Il n'a pas précisé quel type de produits il utilisait mais a déclaré que sur les douze cas de patients tombés malades après avoir vapoté, dont le cas mortel, tous sauf un avaient " l'habitude de consommer des produits à base de cannabis ou de marijuana ". Un autre décès a été confirmé dans l'Indiana après l'Oregon et l'Illinois.

Un lien possible avec l'huile de vitamine E

Un lien possible a été établi entre certains malades et une huile de vitamine E, qui se consomme normalement en gélule ou en huile pour la peau. La vaporisation à haute température de cet additif pourrait avoir endommagé les poumons des vapoteurs. Les responsables sanitaires de l'Etat fédéral ont cependant appelé à la prudence dans l'attente d'analyses plus complètes. " Aucune substance ou molécule unique, dont l'acétate de vitamine E, n'a été identifiée dans l'ensemble des échantillons analysés ", a insisté Mitch Zeller, directeur du centre pour le tabac de la Food and Drug Administration, qui teste au niveau national les produits impliqués. " Nous n'avons pas encore toutes les réponses ", a renchéri Ileana Arias, responsable des maladies non-infectieuses aux Centres de contrôle et de prévention des maladies (CDC).

Par mesure de précaution, les CDC recommandent dans l'immédiat de ne pas utiliser de cigarettes électroniques, quelles qu'elles soient. Les problèmes respiratoires sont d'autant plus choquants qu'ils apparaissent subitement, chez des patients souvent jeunes et sans problème de santé.

Dans l'Illinois, la moitié des malades avait moins de 19 ans.
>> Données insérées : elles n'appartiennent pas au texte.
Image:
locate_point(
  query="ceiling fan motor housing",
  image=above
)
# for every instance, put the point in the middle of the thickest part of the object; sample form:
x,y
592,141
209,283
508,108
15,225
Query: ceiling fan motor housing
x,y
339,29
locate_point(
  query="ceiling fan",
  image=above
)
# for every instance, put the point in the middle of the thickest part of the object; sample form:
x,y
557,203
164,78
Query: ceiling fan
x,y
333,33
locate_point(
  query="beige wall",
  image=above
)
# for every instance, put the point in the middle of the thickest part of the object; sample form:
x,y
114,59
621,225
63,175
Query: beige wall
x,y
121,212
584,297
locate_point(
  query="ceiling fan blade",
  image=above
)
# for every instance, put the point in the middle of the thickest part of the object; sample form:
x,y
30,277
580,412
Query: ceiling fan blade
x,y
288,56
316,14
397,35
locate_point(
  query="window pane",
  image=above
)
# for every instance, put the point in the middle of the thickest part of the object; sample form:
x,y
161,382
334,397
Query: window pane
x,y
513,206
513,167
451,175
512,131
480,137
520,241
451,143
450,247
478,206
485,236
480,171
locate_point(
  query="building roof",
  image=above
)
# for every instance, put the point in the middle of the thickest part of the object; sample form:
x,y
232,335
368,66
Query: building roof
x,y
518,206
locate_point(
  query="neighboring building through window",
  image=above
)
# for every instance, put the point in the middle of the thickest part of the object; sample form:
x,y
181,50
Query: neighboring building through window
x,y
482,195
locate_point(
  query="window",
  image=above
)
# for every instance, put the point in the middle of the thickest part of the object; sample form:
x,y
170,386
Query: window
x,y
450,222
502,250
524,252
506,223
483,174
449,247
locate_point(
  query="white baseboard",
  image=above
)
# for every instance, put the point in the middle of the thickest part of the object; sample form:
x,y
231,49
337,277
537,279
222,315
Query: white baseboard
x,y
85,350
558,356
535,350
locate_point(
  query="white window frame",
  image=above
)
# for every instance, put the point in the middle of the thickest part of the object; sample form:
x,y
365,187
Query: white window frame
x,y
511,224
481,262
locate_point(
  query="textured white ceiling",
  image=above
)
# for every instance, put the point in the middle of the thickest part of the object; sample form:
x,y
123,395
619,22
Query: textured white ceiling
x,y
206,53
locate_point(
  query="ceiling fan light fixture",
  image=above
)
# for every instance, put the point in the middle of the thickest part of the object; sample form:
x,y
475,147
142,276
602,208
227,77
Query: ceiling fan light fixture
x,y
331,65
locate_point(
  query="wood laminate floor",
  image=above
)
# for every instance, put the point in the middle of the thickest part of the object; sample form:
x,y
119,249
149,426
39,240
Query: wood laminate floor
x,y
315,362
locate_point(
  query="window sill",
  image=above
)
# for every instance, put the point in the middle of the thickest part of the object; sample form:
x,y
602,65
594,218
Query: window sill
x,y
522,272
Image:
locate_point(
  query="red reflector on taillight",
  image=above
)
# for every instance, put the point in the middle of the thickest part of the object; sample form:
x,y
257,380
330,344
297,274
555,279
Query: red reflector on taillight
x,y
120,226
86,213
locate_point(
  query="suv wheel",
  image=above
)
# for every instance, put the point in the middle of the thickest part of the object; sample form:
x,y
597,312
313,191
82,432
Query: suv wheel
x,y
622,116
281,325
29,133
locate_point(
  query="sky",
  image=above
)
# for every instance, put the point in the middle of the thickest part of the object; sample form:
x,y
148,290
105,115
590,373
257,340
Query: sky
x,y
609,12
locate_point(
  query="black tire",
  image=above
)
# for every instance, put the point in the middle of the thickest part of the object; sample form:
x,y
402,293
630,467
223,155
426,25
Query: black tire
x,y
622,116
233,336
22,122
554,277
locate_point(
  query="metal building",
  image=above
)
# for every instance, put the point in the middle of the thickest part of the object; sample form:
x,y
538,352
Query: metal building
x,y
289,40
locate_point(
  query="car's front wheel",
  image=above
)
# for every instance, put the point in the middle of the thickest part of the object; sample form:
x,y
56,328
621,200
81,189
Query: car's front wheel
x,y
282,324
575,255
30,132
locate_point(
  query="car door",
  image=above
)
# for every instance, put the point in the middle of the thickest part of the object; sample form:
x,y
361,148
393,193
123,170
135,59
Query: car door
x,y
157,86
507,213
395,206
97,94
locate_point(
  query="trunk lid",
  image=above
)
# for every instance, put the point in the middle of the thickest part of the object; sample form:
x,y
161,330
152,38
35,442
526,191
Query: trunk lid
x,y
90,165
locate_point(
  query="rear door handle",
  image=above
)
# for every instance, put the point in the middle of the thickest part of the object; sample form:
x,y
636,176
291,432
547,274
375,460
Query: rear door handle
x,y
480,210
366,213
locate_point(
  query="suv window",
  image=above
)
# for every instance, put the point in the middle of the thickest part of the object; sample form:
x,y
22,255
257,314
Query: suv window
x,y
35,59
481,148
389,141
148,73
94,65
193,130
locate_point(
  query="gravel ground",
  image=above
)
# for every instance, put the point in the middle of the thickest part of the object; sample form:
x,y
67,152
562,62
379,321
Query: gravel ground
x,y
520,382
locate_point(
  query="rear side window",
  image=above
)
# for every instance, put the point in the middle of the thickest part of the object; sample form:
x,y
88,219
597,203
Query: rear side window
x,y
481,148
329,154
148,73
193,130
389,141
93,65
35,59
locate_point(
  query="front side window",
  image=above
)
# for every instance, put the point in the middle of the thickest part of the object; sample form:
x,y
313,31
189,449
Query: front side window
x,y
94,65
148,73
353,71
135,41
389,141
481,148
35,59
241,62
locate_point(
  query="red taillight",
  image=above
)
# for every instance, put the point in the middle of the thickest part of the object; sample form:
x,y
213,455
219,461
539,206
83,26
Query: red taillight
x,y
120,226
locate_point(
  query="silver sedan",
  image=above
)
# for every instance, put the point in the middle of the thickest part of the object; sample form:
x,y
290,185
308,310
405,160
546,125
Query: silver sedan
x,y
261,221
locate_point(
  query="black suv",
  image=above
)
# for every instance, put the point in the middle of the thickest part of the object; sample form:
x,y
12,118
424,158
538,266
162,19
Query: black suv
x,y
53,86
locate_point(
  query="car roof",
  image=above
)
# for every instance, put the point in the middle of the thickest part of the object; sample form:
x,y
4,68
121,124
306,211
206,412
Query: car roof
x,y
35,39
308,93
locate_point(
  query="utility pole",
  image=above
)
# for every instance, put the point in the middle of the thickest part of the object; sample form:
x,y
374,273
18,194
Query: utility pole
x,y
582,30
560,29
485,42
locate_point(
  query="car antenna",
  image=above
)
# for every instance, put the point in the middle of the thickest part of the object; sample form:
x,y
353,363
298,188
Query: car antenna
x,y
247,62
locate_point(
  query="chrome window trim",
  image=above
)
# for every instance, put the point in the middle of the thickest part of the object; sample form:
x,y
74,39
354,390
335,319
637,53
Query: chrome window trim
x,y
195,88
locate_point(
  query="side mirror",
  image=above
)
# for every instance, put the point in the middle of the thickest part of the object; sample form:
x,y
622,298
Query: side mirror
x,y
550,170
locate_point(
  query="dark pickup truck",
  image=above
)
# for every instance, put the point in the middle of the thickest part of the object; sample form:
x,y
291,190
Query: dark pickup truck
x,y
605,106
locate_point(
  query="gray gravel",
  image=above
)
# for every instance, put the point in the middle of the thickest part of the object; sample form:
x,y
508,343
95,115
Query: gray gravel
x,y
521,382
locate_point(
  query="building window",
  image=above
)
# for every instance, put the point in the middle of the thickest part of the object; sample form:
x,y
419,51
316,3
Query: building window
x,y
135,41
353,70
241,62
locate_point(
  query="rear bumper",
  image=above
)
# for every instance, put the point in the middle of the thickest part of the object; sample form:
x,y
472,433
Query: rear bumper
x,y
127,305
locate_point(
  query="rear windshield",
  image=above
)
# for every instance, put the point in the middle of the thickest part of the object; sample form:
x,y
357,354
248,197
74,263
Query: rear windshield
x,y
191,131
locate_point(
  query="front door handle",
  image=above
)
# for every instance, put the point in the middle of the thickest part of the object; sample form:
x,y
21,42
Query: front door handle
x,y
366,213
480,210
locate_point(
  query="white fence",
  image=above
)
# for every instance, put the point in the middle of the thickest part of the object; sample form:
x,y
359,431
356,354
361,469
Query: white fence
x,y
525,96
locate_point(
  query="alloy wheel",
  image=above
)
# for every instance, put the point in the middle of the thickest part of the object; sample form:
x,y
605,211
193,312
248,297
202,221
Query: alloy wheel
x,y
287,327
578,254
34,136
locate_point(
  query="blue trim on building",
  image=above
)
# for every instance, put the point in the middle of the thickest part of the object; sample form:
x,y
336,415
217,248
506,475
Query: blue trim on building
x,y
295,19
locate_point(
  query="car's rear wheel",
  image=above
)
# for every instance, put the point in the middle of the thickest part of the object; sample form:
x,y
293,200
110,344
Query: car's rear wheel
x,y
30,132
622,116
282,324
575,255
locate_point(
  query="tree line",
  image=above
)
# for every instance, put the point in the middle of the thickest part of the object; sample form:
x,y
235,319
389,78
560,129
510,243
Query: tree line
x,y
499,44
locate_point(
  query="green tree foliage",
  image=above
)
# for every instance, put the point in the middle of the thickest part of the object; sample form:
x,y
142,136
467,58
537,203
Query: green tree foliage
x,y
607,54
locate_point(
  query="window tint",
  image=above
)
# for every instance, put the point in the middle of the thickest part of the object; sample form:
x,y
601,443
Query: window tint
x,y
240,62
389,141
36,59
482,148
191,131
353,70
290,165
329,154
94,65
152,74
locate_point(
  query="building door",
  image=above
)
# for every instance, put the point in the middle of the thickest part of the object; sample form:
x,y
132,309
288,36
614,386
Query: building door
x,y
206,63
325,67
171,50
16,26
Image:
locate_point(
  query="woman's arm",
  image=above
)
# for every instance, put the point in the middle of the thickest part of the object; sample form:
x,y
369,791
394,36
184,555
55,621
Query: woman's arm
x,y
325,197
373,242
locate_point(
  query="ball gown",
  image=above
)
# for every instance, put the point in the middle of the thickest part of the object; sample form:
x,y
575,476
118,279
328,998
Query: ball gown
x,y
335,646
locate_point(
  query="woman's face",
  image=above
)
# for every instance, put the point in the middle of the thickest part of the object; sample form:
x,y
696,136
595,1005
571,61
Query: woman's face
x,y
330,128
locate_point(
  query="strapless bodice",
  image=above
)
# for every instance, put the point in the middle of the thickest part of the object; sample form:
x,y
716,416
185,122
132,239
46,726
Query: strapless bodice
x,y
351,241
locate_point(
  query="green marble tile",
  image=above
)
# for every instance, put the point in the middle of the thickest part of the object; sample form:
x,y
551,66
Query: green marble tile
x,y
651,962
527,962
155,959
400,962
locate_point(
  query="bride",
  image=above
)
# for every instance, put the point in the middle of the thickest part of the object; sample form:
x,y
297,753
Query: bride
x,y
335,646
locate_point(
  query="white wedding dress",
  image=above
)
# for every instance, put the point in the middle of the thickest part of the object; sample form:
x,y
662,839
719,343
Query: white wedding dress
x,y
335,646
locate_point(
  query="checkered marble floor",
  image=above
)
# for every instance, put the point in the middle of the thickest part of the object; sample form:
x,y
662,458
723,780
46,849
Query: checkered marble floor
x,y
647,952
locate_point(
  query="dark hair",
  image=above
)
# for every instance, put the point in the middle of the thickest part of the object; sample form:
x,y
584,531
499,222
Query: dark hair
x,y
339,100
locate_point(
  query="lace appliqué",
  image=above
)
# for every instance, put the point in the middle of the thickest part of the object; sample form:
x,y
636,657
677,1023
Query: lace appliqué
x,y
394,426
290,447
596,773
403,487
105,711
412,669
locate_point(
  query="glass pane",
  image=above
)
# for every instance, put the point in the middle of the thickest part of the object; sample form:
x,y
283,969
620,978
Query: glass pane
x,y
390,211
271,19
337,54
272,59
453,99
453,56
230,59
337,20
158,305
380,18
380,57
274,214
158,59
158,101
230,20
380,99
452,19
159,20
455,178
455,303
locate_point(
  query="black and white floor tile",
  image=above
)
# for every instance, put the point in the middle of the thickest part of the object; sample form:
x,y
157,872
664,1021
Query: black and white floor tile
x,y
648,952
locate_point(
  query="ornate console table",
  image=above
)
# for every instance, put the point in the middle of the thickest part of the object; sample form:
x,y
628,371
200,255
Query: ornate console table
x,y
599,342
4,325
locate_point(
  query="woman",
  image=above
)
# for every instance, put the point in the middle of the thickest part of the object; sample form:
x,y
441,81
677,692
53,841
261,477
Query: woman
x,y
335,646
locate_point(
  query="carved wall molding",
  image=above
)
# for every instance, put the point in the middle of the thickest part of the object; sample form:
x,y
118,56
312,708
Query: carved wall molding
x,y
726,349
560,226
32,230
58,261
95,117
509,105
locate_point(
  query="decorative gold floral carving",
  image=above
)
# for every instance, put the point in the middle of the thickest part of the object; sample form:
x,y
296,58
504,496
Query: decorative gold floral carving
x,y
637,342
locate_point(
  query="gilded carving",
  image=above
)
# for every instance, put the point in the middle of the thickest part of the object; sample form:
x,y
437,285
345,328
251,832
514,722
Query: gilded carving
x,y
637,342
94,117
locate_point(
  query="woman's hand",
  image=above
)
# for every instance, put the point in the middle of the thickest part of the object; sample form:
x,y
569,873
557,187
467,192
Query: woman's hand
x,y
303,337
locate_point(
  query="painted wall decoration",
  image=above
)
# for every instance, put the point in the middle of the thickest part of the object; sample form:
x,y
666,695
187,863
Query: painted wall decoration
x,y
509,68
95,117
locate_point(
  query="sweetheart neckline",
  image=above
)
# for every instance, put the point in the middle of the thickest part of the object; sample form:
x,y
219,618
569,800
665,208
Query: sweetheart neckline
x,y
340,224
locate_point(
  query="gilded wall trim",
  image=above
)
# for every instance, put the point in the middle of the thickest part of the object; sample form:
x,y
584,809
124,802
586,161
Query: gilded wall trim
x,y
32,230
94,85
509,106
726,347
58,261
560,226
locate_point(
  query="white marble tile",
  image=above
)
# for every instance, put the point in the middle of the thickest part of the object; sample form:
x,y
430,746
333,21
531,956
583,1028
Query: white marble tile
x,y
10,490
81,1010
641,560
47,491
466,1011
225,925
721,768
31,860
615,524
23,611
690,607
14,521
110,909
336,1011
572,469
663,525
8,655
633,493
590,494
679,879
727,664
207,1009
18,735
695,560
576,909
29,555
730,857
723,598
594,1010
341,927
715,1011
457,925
Les symptômes correspondaient souvent à une pneumonie lipidique, qu'on observe quand des huiles pénètrent les poumons.

" Je n'ai jamais vu cela "

Sean Callahan, pneumologue à l'hôpital de l'université de l'Utah, a traité l'un de ces malades en juillet, âgé de 20 ans. La détresse respiratoire était telle que le jeune homme a dû être placé plus d'une semaine dans une machine qui oxygène le sang du patient hors de son corps, tant ses poumons n'arrivaient plus à fonctionner.

"Je n'avais jamais vu cela auparavant ", a raconté le docteur Callahan à l'AFP. "D'habitude, les malades qui ont besoin de cette machine ont des formes très avancées de grippe ou de pneumonie, ou bien ils ont des systèmes immunitaires affaiblis à cause d'un cancer ou d'une chimiothérapie ". Le jeune homme s'en est finalement sorti mais n'est pas à l'abri d'éventuelles séquelles. Quant à la piste de la vitamine E, les autorités de New York ont publié des photos des recharges impliquées: elles ont des emballages très colorés sous le nom de Dank Vapes, une "marque" qui ne correspond apparemment à aucune entreprise légitime mais se distribue dans la rue et sur internet.

Le mort de l'Oregon, en revanche, avait acheté son produit dans un dispensaire de cannabis légal. Ces maladies pulmonaires s'ajoutent à la pression sur les fabricants légaux de cigarettes électroniques, accusés par les autorités d'avoir promu leurs produits chez les jeunes comme une alternative saine et cool à la cigarette.